Although he didn’t start studying physics until he retired from the clock-making business at age 30, French native Jean Peltier made immense contributions to science that still reverberate today. Even with the primitive tools available to him in the early 19th century, he laid the scientific foundation for air conditioning and heating technology that would be developed years later.
Peltier’s enduring legacy is the discovery of a phenomenon that bears his name. The “Peltier effect” takes place when an electrical current is sent through a pair of different metals that have been connected to one another at two junctions. One junction between the two metals becomes warm, while the other cools down in what amounts to an electrically driven transfer of heat from one end of the unit to the other. When the cold junction was put inside an insulated box, it became the first refrigerator, albeit a low-efficiency unit.

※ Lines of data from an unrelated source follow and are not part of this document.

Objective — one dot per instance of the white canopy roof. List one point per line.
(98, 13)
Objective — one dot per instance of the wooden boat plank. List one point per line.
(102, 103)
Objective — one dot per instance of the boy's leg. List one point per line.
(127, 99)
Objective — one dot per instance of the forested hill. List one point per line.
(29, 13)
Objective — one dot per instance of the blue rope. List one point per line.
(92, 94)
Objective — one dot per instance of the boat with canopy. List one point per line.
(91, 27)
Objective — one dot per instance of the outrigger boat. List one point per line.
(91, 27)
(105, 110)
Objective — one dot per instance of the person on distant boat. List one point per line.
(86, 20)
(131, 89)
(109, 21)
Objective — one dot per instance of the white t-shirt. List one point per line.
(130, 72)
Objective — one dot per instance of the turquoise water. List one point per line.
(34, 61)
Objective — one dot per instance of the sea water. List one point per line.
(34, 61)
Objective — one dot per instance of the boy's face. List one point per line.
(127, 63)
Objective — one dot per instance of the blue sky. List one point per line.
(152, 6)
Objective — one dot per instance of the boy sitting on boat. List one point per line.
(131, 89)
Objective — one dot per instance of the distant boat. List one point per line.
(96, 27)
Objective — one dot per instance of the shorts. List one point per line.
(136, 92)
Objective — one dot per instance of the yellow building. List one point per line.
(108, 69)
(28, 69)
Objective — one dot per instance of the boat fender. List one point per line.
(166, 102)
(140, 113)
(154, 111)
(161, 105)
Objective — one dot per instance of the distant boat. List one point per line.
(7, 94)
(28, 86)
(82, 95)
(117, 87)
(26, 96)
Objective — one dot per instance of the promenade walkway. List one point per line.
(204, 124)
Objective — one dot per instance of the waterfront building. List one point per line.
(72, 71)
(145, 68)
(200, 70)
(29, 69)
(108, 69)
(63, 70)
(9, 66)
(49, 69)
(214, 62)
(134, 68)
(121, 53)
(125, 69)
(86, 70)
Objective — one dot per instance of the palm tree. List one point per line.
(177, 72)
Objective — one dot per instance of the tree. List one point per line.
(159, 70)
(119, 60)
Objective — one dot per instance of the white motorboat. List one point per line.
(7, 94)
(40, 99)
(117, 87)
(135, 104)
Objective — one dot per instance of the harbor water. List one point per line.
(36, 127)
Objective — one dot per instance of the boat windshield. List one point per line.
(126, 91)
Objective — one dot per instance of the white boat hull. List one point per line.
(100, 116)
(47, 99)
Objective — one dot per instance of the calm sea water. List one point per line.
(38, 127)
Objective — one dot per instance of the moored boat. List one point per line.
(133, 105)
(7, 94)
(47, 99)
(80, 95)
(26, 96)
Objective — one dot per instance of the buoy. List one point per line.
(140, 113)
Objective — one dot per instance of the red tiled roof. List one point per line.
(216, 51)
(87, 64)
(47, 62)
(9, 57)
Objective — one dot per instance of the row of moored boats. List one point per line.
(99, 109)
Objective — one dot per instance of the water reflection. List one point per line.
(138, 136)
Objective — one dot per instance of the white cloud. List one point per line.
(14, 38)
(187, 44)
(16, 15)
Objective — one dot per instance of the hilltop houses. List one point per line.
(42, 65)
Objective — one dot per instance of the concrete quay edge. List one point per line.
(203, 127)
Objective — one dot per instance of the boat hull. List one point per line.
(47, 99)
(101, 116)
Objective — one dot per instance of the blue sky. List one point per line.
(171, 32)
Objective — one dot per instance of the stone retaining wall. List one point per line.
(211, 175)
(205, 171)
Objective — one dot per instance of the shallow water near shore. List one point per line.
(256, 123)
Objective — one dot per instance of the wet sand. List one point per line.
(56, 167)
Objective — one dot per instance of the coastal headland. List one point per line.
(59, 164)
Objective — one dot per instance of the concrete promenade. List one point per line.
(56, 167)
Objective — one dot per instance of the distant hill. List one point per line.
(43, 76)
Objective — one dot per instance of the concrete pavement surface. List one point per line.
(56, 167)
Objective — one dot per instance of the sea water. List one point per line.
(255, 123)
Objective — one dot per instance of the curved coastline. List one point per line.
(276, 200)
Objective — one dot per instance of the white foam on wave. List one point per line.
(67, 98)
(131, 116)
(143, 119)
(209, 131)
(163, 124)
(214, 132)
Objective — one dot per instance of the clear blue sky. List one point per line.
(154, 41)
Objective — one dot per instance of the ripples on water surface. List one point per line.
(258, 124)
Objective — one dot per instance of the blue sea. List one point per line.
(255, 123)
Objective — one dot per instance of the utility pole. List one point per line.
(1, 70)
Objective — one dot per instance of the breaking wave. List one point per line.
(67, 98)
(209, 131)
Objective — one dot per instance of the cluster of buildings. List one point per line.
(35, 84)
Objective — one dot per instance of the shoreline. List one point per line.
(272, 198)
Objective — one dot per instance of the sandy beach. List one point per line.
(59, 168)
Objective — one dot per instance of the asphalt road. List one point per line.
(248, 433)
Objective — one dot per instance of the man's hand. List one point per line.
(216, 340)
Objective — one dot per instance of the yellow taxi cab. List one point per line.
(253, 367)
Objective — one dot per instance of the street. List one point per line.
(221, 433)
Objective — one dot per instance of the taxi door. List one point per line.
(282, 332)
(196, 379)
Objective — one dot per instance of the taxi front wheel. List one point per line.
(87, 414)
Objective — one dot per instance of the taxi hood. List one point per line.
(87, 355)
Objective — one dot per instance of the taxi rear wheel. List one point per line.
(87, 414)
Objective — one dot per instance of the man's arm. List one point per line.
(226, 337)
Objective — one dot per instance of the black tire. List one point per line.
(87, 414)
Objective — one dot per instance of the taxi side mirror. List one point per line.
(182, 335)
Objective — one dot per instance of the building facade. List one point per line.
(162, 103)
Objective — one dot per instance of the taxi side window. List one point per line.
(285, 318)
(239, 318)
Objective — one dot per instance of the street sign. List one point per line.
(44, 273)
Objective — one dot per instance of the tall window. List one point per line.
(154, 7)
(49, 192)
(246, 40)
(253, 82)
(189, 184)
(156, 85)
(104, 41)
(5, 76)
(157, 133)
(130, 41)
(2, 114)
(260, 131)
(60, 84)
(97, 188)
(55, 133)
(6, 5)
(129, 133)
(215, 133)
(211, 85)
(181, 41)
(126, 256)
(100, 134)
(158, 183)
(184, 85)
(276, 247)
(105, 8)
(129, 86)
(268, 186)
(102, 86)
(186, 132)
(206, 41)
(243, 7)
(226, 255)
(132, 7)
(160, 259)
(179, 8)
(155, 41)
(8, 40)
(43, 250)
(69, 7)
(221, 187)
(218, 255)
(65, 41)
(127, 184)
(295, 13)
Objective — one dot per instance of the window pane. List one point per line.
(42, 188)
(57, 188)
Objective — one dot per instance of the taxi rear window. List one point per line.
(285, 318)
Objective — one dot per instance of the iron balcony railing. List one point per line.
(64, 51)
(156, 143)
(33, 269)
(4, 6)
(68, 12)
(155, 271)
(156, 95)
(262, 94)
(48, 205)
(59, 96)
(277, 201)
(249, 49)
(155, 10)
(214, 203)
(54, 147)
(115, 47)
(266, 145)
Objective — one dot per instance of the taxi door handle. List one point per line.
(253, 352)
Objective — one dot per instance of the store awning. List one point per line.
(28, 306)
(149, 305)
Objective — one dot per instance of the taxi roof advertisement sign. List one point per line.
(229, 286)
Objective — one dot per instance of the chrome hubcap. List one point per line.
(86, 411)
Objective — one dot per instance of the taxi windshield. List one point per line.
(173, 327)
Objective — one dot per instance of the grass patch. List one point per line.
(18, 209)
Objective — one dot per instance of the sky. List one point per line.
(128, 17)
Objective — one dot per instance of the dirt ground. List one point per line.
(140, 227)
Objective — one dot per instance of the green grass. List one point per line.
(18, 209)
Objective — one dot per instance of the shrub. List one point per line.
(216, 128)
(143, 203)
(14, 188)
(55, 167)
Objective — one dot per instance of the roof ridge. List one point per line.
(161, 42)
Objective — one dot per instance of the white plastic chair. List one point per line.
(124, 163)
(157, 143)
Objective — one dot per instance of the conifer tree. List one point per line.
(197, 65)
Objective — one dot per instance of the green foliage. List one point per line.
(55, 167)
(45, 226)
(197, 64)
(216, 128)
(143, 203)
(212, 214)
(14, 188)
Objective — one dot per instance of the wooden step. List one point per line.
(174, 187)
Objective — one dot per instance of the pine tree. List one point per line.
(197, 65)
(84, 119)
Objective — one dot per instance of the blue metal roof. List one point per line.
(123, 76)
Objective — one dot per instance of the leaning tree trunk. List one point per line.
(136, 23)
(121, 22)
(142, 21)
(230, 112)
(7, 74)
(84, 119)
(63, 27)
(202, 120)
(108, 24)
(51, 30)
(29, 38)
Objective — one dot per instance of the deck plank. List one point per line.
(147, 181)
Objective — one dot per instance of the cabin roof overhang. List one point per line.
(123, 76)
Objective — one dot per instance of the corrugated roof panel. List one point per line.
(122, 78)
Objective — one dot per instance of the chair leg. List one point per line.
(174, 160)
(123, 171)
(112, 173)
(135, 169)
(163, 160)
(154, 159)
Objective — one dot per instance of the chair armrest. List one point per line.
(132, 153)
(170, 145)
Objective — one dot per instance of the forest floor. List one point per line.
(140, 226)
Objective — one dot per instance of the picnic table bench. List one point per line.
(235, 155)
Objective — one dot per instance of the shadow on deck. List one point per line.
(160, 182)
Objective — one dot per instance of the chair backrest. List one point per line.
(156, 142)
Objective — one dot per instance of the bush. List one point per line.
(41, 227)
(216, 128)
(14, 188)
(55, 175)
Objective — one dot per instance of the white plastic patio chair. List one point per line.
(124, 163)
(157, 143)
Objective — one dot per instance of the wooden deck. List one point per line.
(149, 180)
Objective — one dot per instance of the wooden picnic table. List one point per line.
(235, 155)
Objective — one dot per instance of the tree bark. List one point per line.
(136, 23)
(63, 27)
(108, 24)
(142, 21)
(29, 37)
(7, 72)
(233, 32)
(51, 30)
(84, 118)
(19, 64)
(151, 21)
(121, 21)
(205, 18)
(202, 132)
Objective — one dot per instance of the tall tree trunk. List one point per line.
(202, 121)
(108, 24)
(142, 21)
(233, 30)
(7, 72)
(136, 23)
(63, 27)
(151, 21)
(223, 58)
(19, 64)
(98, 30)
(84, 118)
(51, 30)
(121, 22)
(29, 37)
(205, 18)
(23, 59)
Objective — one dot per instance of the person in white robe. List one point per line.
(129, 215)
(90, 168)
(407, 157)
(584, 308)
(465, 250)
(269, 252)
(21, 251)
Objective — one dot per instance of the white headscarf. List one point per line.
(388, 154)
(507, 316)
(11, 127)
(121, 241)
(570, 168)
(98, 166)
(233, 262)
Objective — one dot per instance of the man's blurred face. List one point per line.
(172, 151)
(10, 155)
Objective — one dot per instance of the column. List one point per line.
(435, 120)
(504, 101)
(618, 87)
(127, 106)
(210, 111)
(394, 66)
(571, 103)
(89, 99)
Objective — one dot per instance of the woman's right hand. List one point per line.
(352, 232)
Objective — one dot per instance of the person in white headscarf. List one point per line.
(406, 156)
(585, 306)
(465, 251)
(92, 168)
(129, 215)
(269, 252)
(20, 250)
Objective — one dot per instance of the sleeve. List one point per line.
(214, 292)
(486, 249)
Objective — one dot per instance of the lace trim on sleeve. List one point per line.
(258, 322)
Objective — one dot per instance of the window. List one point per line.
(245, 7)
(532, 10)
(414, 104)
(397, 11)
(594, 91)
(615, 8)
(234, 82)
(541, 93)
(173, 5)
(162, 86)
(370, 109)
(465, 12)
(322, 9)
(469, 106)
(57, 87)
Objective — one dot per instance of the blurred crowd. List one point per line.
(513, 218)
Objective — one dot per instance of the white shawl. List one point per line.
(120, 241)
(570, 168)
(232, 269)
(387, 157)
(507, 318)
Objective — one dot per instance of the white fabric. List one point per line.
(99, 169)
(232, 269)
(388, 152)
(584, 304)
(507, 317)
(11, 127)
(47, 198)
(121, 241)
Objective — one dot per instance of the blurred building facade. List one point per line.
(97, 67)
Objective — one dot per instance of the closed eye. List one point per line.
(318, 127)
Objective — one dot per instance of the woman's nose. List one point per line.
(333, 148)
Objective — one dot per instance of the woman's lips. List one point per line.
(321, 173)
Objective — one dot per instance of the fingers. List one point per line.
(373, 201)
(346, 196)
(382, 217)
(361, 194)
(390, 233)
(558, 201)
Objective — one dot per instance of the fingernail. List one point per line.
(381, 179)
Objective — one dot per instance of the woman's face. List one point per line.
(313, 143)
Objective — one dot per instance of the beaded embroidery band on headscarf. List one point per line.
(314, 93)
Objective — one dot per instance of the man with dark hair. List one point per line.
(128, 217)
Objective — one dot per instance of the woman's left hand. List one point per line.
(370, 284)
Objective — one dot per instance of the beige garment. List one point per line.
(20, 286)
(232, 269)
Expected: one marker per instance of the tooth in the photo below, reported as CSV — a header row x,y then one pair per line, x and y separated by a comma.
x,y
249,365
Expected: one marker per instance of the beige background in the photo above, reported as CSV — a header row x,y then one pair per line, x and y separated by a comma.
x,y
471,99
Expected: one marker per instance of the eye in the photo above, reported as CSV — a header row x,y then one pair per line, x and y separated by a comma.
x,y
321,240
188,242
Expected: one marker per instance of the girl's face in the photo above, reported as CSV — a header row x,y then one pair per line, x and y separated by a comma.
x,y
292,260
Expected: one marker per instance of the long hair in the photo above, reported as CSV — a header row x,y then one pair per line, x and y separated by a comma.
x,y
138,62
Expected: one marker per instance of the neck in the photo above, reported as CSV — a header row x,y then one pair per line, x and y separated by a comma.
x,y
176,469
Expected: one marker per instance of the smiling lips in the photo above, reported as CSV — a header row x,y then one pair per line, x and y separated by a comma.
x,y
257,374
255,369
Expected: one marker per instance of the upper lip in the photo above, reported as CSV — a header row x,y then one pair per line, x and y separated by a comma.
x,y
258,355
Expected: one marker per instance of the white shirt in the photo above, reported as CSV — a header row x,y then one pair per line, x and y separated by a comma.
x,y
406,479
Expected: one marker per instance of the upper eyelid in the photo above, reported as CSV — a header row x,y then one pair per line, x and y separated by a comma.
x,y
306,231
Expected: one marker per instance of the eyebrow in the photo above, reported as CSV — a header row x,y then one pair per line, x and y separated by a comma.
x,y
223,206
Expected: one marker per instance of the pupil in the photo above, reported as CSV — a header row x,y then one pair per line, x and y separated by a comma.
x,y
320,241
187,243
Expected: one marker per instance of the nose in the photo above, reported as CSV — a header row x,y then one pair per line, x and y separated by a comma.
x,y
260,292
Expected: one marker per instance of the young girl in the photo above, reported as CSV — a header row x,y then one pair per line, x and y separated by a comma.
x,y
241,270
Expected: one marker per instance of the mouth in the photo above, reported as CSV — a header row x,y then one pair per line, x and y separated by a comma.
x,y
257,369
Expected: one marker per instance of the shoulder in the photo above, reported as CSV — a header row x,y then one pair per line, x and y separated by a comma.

Although Peltier failed to understand the physics behind the phenomenon, history credits him with the discovery of thermoelectric cooling.
In the early stages of commercial heating and air conditioning, Peltier effect systems quickly gained widespread acceptance. Over time, they were replaced by other technology for the same reason they became popular to begin with: although the process and utilization of the effect is simple, it is also inefficient and consumes large amounts of electricity while producing excessive condensation. Despite the negatives, the Peltier effect is still used today because it has some advantages over more efficient compressor technology. For example, there are no moving parts and very little maintenance is required.
Even though he achieved his greatest fame for the research that bears his name, Peltier is said to have put greater thought into other scientific investigations. In 1840, he unveiled his theory of electrostatic induction, a means of charging a conductor by positioning another charged object nearby to exert a pull on every charge of one sign, and then grounding the conductor to remove the other group of charges, leaving a net charge behind.
Peltier left behind a collection of numerous papers devoted to physical phenomena, including anatomy, microscopy and meteorology. In numerous papers, he writes at length about atmospheric electricity, waterspouts, the polarization of skylight, the temperature of water in the spheroidal state, and the boiling point at high elevations. There are also many writings devoted to what Peltier referred to as “curious points of natural history,” but his name will forever be linked with the thermal effects of voltaic circuits. Peltier died in Paris, France, in 1845, at the age of 60.